Bitcoin has been the subject of numerous economic models. One strand of research has argued that the bitcoin community can effectively act as a rational force against discretionary government seigniorage. As a private currency, bitcoin acts strategically as a tool to prevent governments from abusing their citizens.
Another line of research has been to reproduce Lucas’s rational expectations equilibrium in models where the currency would be, as some claim about bitcoin, necessarily worthless. These economists show that such a unique rational equilibrium can exist, providing theoretical support for the claim that crypto-currencies are forms of money. Furthermore, the logic may also imply that a central bank, government or active political intervention is not required to stabilize the value of the “supposedly worthless” crypto-currency, if the protocol can be designed to support a unique equilibrium, in effect replicating the Fisher equation of money (wow).
What does the jury have then to say?
The above arguments in favor of BitCoin have the merit of existing. But are they convincing?
Taken separately, they all carry caveats. For example, when it comes to logical proofs, models are just models, and Lucas’ reproduction of general equilibrium is an elegant piece of mathematical work, but it may not take into account the fact that cryptocurrencies are far more volatile than these types of models suggest.
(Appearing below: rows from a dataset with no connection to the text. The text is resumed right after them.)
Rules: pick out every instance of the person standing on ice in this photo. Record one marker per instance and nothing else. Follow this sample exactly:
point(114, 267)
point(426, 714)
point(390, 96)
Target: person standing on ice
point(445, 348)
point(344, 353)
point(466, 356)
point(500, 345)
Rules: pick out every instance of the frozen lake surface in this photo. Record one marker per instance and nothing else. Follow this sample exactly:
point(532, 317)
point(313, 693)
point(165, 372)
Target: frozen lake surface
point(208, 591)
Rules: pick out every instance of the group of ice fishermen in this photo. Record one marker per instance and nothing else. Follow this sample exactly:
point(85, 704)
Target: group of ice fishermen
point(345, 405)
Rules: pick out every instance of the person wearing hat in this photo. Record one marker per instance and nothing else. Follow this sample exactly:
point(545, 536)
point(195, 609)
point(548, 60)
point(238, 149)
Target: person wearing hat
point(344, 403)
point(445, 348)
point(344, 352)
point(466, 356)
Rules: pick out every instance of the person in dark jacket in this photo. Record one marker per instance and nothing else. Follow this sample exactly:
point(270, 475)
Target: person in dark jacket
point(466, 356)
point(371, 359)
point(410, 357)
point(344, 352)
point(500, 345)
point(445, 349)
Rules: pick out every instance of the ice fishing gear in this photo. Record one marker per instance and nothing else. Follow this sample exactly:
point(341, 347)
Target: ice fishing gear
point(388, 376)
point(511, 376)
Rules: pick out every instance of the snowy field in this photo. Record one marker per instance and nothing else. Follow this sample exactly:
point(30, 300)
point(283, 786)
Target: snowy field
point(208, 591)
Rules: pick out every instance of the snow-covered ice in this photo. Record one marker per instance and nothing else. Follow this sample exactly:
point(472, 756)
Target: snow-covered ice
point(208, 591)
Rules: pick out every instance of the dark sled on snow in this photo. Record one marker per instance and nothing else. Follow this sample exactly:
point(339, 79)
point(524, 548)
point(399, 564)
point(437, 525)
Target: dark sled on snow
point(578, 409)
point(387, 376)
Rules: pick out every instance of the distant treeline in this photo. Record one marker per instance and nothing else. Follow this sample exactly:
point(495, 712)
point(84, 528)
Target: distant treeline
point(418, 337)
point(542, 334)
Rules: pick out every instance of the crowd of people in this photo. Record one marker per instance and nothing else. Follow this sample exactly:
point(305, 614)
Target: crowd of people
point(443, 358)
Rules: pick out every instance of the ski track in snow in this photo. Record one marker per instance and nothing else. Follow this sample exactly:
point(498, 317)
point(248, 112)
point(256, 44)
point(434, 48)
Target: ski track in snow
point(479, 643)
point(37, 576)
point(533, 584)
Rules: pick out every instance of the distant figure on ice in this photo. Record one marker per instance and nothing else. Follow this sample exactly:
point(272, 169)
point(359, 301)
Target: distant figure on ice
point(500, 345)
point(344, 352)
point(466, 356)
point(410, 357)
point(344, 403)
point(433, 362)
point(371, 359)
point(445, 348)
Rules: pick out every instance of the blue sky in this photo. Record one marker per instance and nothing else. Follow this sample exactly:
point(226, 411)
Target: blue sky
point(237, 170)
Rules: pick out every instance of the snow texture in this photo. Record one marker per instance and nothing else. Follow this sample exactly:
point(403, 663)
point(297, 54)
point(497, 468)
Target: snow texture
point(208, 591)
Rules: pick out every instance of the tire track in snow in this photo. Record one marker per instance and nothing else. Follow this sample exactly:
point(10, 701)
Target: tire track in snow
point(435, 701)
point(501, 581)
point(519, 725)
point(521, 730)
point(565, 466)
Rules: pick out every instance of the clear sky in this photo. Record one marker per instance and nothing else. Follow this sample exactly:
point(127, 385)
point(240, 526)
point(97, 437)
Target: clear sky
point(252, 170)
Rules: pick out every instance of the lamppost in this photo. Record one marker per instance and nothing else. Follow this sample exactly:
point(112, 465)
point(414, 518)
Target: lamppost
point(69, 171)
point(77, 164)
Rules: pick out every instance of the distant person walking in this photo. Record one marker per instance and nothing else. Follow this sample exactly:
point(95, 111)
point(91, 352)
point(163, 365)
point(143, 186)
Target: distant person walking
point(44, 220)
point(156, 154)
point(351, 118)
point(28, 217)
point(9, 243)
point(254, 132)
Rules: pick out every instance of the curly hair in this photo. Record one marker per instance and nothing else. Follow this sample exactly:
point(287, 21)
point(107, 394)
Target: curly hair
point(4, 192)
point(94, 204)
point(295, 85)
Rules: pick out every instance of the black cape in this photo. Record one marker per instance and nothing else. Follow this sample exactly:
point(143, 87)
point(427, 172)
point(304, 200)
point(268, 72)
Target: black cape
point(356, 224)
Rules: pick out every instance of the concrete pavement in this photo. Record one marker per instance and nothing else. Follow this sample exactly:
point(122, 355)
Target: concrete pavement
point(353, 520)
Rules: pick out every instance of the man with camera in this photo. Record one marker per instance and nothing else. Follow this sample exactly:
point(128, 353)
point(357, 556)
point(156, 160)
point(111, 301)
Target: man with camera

According to our own research, long-term cointegration seems to take 5–7 years, implying that equilibrium is at best latent and not visible in a dynamic market such as Bitcoin). Secondly, the use values of crypto-currencies, such as inflation hedges, etc., always depend on the prior establishment of Bitcoin’s value by others.
In general, however, the three lenses are highly complementary and demonstrate the strength of the argument that bitcoin is probably much more than a bubble. In particular,
a) The fact that bitcoin has emerged worldwide and held its own despite the problems encountered by Terra/LUNA, Celsius or FTX, is due to the continued adoption of crypto-currencies and bitcoin for more and more use cases, demonstrating its value.
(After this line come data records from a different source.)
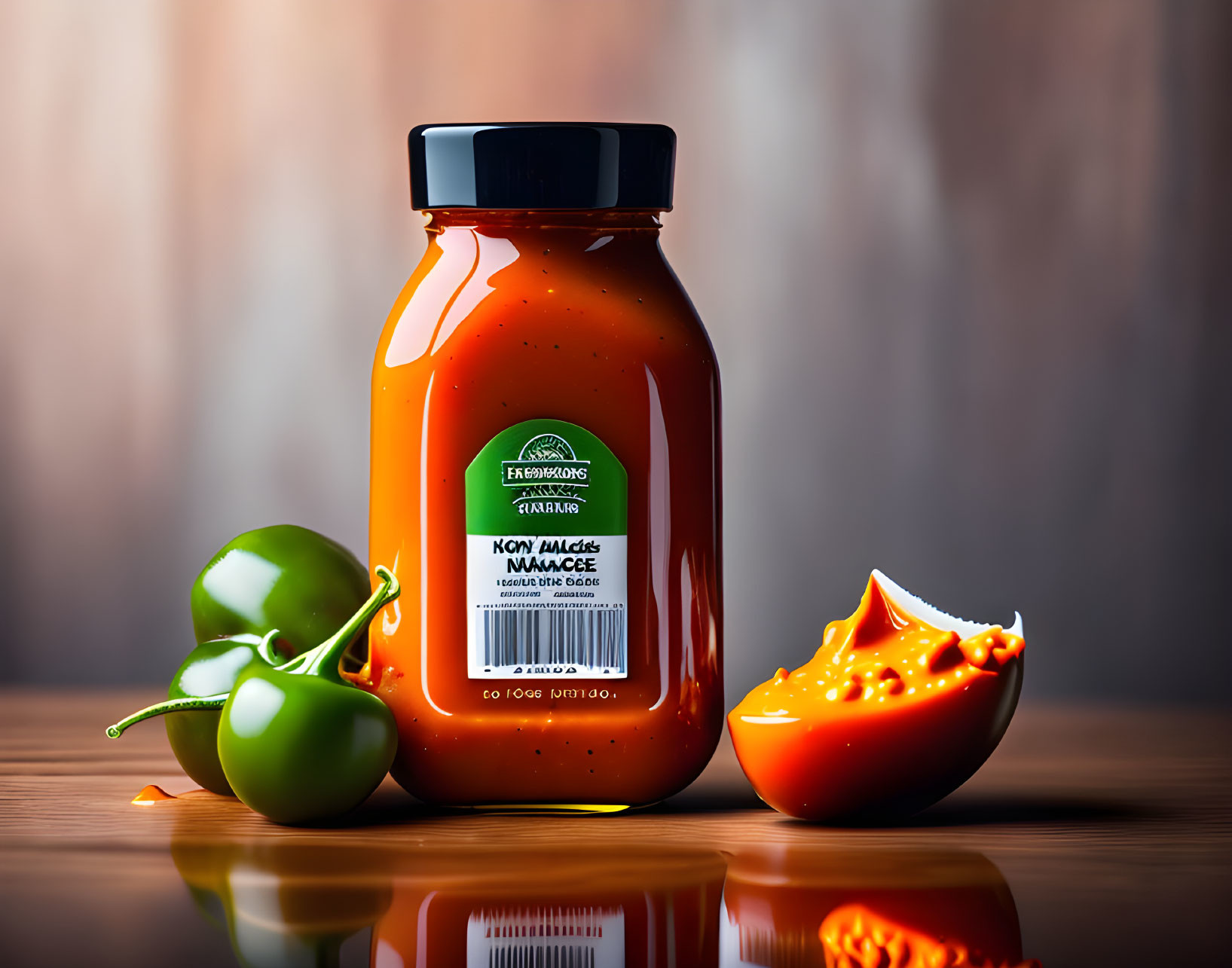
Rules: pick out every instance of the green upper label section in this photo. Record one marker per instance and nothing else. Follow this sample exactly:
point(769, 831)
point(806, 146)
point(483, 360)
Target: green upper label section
point(546, 477)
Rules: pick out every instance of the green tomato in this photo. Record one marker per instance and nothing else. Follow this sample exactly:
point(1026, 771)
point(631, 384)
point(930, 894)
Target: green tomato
point(300, 748)
point(283, 576)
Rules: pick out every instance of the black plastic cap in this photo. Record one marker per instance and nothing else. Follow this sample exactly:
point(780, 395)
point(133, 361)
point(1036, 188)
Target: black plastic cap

b) Crypto-currency is just one case of blockchain — blockchain itself is a meta-technology that could democratize finance, for example for real estate, just as crypto-currency could do in developing markets.
c) Cryptocurrencies are still in the wild — the issue is not regulation per se, but observing and supporting proper design. The fact that it can provide a counterweight to excessive state seigniorage is not to be overlooked, and puts governments on a quest for excellence. Ask the citizens of many countries that have experienced hyperinflation, or even Europeans faced with the loss of trillions in negative-yield bonds after the recent spike in inflation (see Lyn Adlen).